Article 5a on super credits states that there is a cap of max. 7.5 g CO2/km by super credits for the total period from 2020-2022. I am not sure how that is exactly implemented. If Article 5a refereed to pools, it probably would mean that over the three years together a pool’s average CO2 emissions with super credits can at most be 7.5 g CO2/km lower than without super credits. But what if the pool composition changes during those 3 years?
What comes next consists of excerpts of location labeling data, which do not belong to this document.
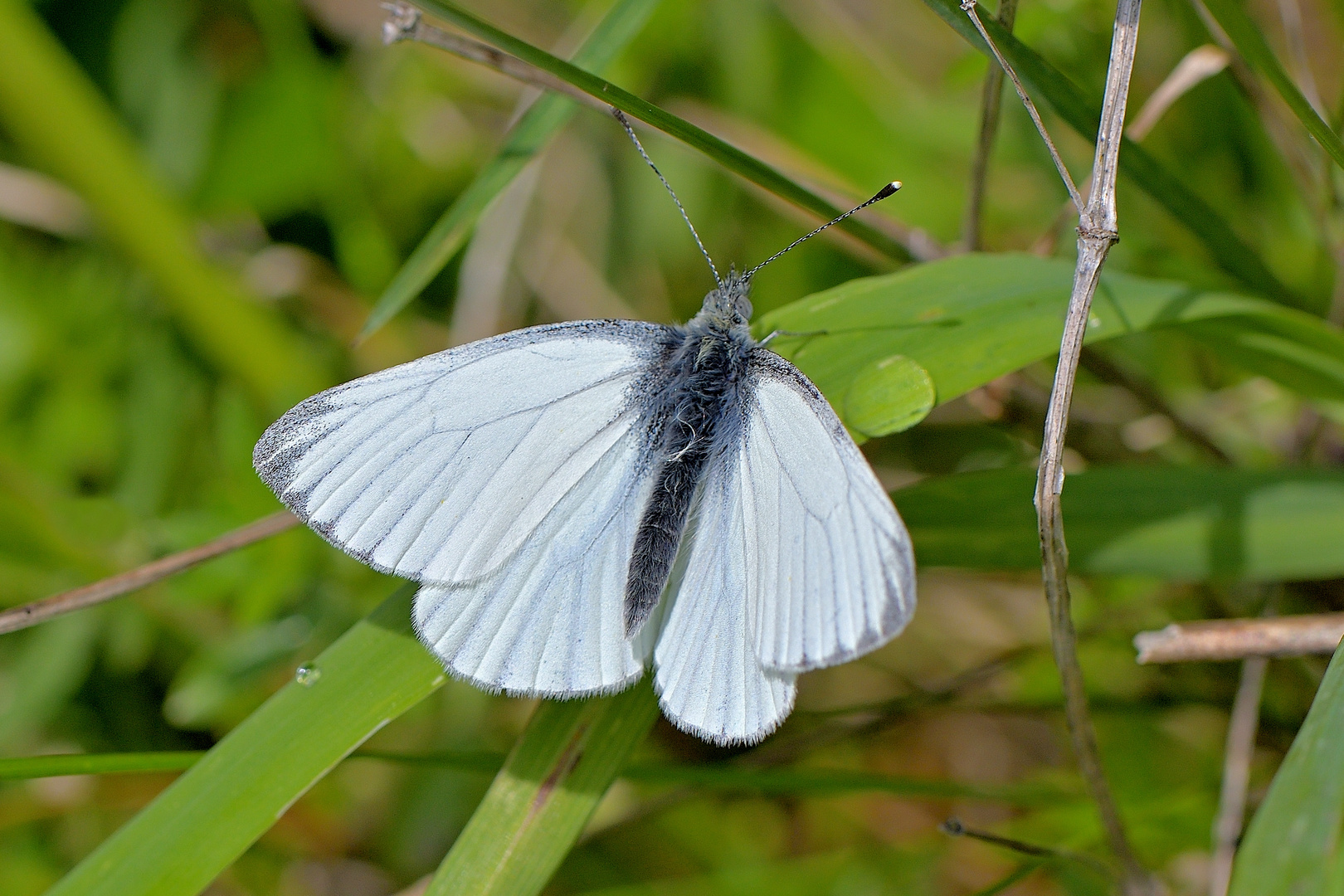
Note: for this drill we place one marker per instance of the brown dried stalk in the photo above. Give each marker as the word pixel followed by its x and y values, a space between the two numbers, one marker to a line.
pixel 32 614
pixel 1242 638
pixel 1096 236
pixel 407 23
pixel 991 104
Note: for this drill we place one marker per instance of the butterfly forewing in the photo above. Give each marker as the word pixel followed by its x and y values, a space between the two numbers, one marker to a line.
pixel 441 469
pixel 709 677
pixel 550 622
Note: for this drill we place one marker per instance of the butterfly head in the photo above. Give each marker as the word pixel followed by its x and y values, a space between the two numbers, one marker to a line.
pixel 728 304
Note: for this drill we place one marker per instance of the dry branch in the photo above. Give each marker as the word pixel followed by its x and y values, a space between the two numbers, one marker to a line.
pixel 1242 638
pixel 32 614
pixel 1097 222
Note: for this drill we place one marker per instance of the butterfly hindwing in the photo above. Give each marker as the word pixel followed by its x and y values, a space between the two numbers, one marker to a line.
pixel 440 469
pixel 709 679
pixel 828 562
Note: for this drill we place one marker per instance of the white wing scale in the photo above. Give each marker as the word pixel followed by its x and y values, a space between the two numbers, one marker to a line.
pixel 709 679
pixel 828 563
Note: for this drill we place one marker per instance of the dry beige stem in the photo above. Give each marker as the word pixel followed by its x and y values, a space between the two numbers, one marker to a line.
pixel 1242 638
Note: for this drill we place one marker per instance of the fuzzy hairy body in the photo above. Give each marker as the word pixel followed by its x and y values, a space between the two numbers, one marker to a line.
pixel 695 416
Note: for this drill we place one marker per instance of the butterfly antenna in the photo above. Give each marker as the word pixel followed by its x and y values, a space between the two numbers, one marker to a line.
pixel 626 123
pixel 882 193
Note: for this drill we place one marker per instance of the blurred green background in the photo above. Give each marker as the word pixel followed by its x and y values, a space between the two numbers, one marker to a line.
pixel 311 160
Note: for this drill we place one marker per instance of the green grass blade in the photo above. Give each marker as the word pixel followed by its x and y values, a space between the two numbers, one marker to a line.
pixel 1083 113
pixel 106 763
pixel 1190 524
pixel 1250 42
pixel 1294 843
pixel 199 825
pixel 546 793
pixel 56 114
pixel 717 778
pixel 730 158
pixel 524 140
pixel 971 319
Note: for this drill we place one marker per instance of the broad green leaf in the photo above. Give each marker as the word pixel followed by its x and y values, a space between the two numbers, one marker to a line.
pixel 1082 113
pixel 546 793
pixel 1175 523
pixel 1250 42
pixel 874 874
pixel 889 395
pixel 524 140
pixel 971 319
pixel 1294 844
pixel 56 114
pixel 730 158
pixel 212 815
pixel 108 763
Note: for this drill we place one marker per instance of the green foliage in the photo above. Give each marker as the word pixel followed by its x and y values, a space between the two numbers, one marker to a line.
pixel 530 134
pixel 972 319
pixel 1176 523
pixel 238 151
pixel 1294 844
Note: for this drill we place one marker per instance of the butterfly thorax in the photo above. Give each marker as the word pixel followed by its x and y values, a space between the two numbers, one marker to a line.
pixel 694 418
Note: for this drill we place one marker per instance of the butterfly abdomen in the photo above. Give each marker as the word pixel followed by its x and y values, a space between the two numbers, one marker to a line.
pixel 694 419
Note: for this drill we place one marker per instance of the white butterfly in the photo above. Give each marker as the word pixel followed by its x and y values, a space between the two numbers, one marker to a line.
pixel 576 499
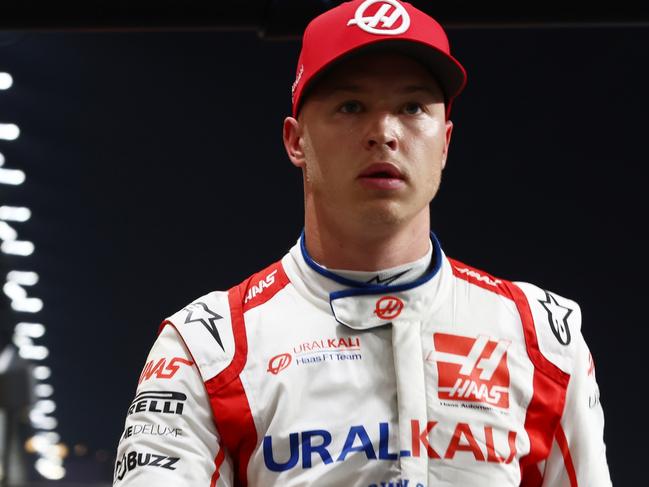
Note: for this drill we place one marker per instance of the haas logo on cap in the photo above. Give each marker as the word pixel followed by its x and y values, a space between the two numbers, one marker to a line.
pixel 390 18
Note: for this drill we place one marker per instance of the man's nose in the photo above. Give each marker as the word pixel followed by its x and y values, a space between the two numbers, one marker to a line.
pixel 382 132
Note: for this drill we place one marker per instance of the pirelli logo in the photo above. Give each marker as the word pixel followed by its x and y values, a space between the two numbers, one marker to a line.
pixel 472 369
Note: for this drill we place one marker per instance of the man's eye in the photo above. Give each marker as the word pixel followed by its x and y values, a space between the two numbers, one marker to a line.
pixel 351 107
pixel 412 108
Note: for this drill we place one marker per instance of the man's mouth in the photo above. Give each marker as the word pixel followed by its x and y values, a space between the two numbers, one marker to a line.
pixel 383 176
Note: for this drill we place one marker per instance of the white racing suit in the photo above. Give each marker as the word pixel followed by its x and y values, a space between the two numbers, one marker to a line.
pixel 300 377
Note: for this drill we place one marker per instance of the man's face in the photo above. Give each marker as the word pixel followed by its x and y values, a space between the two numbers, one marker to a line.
pixel 372 139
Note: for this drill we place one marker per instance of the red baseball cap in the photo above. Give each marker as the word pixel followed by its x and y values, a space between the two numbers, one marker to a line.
pixel 364 25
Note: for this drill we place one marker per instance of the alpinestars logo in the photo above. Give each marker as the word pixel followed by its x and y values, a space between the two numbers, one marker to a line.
pixel 199 312
pixel 557 317
pixel 472 369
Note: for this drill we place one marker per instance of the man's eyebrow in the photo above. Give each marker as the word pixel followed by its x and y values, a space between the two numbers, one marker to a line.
pixel 330 90
pixel 416 88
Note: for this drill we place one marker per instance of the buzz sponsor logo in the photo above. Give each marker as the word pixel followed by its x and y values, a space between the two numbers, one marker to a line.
pixel 396 483
pixel 259 288
pixel 160 369
pixel 471 370
pixel 163 402
pixel 479 443
pixel 133 459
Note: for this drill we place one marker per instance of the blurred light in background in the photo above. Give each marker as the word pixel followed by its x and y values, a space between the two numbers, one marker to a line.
pixel 45 442
pixel 5 81
pixel 9 131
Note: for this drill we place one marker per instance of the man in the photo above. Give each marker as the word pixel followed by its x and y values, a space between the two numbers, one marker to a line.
pixel 365 356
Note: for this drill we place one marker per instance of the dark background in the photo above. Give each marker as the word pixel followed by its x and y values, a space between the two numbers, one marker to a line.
pixel 156 173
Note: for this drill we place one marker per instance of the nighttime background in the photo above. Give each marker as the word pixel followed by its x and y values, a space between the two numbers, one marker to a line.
pixel 156 173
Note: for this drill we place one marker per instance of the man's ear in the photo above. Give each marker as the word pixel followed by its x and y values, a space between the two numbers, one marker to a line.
pixel 448 131
pixel 292 136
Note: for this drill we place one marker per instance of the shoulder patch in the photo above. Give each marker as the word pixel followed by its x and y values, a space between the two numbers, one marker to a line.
pixel 557 321
pixel 263 285
pixel 479 278
pixel 205 326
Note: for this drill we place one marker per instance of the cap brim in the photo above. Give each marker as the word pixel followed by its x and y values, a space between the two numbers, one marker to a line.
pixel 448 72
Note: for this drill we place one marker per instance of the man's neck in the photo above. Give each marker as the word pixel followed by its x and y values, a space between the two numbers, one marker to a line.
pixel 367 249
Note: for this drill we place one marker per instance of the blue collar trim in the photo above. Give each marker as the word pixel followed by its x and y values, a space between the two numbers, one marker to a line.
pixel 358 288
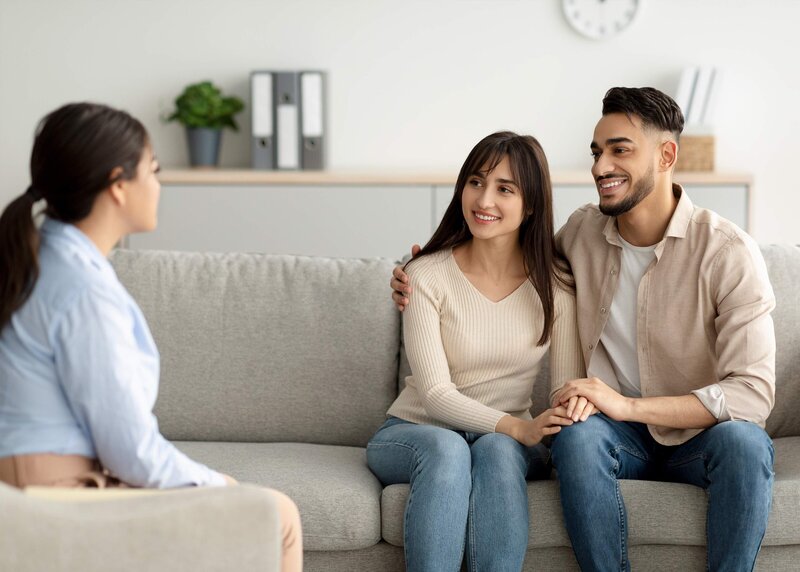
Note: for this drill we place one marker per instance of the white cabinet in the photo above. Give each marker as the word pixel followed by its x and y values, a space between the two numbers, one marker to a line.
pixel 311 220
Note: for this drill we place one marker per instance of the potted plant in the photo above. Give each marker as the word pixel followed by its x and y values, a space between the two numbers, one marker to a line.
pixel 204 111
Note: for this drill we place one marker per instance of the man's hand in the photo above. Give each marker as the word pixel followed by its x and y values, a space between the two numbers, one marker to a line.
pixel 400 285
pixel 530 433
pixel 600 395
pixel 580 408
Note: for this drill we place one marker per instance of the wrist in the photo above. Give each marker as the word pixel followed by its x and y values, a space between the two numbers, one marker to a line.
pixel 508 425
pixel 631 408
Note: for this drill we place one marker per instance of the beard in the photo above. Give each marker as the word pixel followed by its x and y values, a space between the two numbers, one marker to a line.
pixel 640 191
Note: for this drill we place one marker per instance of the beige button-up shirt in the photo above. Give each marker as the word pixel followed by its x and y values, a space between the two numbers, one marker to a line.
pixel 703 323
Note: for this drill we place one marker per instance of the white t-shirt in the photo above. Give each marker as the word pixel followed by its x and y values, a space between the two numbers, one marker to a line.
pixel 619 336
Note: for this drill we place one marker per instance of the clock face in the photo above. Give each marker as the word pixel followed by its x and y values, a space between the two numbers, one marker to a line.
pixel 598 19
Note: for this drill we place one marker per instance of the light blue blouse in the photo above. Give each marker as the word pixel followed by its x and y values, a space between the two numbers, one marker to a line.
pixel 79 371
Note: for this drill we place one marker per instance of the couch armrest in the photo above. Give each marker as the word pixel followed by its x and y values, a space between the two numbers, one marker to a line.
pixel 231 528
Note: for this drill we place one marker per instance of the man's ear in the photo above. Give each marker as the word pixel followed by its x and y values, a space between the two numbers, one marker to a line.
pixel 117 189
pixel 669 155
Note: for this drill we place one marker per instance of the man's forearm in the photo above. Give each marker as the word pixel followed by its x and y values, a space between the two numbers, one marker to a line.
pixel 681 412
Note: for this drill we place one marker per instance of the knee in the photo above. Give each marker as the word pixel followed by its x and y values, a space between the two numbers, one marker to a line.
pixel 500 454
pixel 445 454
pixel 580 442
pixel 741 443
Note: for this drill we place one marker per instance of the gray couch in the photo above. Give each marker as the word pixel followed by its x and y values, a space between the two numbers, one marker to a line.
pixel 278 369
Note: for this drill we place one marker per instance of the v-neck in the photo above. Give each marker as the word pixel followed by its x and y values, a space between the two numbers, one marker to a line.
pixel 478 290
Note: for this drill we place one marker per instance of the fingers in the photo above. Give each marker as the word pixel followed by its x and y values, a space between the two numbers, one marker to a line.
pixel 573 401
pixel 400 301
pixel 580 405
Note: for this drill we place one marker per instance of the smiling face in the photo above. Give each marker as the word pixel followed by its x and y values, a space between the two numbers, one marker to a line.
pixel 492 203
pixel 625 156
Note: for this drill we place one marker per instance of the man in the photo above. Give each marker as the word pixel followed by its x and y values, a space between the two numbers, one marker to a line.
pixel 674 310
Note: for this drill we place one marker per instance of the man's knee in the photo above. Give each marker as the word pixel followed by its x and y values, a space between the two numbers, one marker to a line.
pixel 741 443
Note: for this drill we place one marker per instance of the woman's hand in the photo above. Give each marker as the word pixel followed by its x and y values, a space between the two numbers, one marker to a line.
pixel 530 433
pixel 579 408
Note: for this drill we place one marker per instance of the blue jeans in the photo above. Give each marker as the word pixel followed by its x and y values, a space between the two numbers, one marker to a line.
pixel 731 460
pixel 466 489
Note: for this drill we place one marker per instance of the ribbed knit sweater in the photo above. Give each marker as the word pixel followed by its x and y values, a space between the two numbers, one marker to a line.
pixel 473 360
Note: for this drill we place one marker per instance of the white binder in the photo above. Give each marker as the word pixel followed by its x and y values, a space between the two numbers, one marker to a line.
pixel 263 141
pixel 287 117
pixel 312 119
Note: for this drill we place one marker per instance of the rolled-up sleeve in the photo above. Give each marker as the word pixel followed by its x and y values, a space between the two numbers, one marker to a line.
pixel 108 368
pixel 745 345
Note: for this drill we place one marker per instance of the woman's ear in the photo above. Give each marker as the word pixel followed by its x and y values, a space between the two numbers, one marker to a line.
pixel 117 188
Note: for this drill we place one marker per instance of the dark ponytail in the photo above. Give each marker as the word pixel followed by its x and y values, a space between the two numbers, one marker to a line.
pixel 75 150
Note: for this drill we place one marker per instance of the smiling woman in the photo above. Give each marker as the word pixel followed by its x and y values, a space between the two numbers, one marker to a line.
pixel 489 302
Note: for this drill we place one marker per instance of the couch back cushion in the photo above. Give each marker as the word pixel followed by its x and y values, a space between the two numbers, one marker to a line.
pixel 266 348
pixel 783 265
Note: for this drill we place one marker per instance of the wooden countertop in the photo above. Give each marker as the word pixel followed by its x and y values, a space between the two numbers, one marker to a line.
pixel 384 178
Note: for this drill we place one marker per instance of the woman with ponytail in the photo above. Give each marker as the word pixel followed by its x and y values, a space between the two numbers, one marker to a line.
pixel 78 367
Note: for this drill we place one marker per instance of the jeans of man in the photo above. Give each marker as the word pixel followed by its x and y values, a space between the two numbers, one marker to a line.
pixel 732 461
pixel 467 489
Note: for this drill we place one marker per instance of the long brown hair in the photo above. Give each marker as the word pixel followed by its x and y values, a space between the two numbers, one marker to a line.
pixel 75 149
pixel 531 173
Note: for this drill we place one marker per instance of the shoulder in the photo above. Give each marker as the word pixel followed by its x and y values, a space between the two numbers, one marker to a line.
pixel 429 266
pixel 716 234
pixel 585 223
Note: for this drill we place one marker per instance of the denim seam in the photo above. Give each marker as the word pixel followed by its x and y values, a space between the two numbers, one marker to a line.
pixel 685 460
pixel 621 508
pixel 471 532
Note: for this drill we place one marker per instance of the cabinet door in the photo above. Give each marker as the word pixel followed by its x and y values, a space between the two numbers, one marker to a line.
pixel 316 221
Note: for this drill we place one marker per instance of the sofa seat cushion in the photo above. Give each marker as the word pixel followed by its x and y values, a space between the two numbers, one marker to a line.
pixel 658 512
pixel 338 496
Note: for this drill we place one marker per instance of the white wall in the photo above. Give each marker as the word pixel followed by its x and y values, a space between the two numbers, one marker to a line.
pixel 413 83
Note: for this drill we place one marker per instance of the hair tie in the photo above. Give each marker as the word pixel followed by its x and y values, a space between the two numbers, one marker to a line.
pixel 33 193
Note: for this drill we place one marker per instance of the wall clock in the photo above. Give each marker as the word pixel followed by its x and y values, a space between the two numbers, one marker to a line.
pixel 599 19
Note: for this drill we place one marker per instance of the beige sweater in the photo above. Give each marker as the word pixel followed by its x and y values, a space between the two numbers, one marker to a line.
pixel 473 360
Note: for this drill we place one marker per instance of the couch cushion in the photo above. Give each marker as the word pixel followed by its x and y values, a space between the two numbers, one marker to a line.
pixel 264 348
pixel 658 512
pixel 783 265
pixel 338 497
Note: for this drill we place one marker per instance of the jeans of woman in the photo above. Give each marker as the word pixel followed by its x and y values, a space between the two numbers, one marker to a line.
pixel 468 490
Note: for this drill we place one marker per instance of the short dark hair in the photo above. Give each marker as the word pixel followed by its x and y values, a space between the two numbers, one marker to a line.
pixel 655 108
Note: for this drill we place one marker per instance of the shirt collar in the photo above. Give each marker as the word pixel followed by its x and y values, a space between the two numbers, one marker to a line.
pixel 69 233
pixel 678 224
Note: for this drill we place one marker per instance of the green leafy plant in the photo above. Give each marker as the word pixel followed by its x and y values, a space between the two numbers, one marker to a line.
pixel 203 105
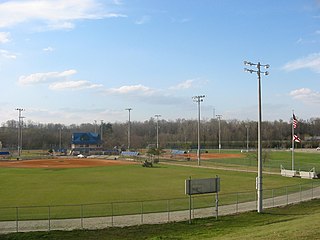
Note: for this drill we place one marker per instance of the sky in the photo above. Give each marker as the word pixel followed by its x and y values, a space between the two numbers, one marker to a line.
pixel 81 61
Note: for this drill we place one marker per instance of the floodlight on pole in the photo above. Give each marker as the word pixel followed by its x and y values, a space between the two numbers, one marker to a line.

Also Article 5a refers to a manufacturer not a pool and Article 7 about pools only says that pools are relevant for the obligations in Article 4 but says nothing about Article 5a.
Assume Article 5a refers only to manufacturers, not to pools. Let us take a look at the reduction of the average CO2 emissions due to super credits on a firm level in 2020 using the 2018 fleet:
dat2018 %>% mutate( q_sc = ifelse(co2<50, q*2, q) ) %>% group_by(firm) %>% summarize( co2_firm = weighted.mean(co2, q, na.rm=TRUE), co2_sc_firm = weighted.mean(co2, q_sc, na.rm=TRUE), reductions_sc = co2_firm - co2_sc_firm ) %>% filter(firm %in% c("tesla", levels(dat2018$firm11))) %>% arrange(-reductions_sc) ## # A tibble: 13 x 4 ## firm co2_firm co2_sc_firm reductions_sc ## <fct> <dbl> <dbl> <dbl> ## 1 bmw 128. 124. 3.74 ## 2 renault 111. 108. 3.05 ## 3 daimler 134. 132. 2.05 ## 4 volkswagen 120. 118. 1.93 ## 5 Other 146. 145. 1.51 ## 6 audi 129. 128. 0.769 ## 7 citroen 108. 108. 0.286 ## 8 toyota 103. 102. 0.280 ## 9 peugeot 108. 108. 0.205 ## 10 opel 125. 125. 0.177 ## 11 ford 123. 123. 0.00226 ## 12 fiat 120. 120. 0 ## 13 tesla 0 0 0
Already for the 2018 fleet the super credit reductions for BMW would be 3.74 g CO2/km in 2020. Given that there are strong incentives to sell more electric cars probably the cap will be binding for BMW and possible some other manufacturers.
But I am still not sure how the cap will be computed. What happens if Tesla joins some pool in 2020 and some other in 2021? For Tesla itself super credits don’t reduce the CO2 emissions as they are always 0. Yet inside a pool, Tesla’s super credits may reduce CO2 emissions substantially. How will the cap be computed? Maybe it is clear for lawyers (and probably Tesla employs clever people who have figured it out) but as an economist, I really think that some example calculation would make this regulation easier to understand.